What are the risks of caesarean section?
A caesarean section poses certain medical risks to the health of both mother and baby. An elective (scheduled rather than an emergency) C/S before the due date increases the risk of foetal prematurity and respiratory distress syndrome (in which a premature infant has impaired oxygen intake).

Prematurity and respiratory distress syndrome are associated with several complications, which may necessitate intensive care for the newborn baby with added financial costs. These complications need to be balanced against the potential risks for the baby if a C/S is not done, and only an experienced obstetrician (sometimes together with a paediatrician and a neonatologist) will be able to make the right decision.

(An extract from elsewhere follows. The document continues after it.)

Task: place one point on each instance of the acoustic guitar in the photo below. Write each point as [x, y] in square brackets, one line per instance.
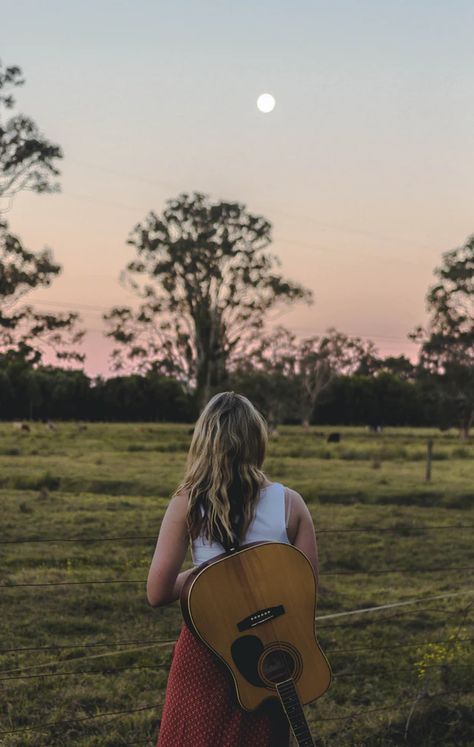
[255, 608]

Risks to the mother include:

  • Anaesthesia complications. A regional anaesthetic block may not numb the area sufficiently and the patient may feel some minor discomfort. Also, in rare cases, an allergic reaction to the anaesthetic drug may occur. In most cases, regional anaesthesia is considered safer than general anaesthesia, which always carries certain risks in any operation. The anaesthetist will advise the patient about these.
  • Haemorrhage. Some of the blood vessels which were cut and later sutured again during the operation, may open up and cause internal bleeding.
  • Thrombosis and embolism. Due to the spontaneous activation of clotting factors in the blood during the operation, a blood clot may form on the inner wall inside one of the veins of the legs or pelvis (thrombosis). The clot may even break off and go through the bloodstream into the lungs (pulmonary embolism).
  • The cut in the wall of the uterus may result in a weakness in that part of the wall.
  • Any future children may need to be delivered by C/S, depending on the indication for the C/S, how the operation was done and its outcome.
  • Infection.
  • Injury to other organs.
  • Psychological complications. C/S can delay interaction and bonding between the mother and newborn baby. (Also see emotional changes.)
  • Maternal mortality is two to four times greater than for a vaginal birth.

The doctor should be asked about the chances for complications and the various risks.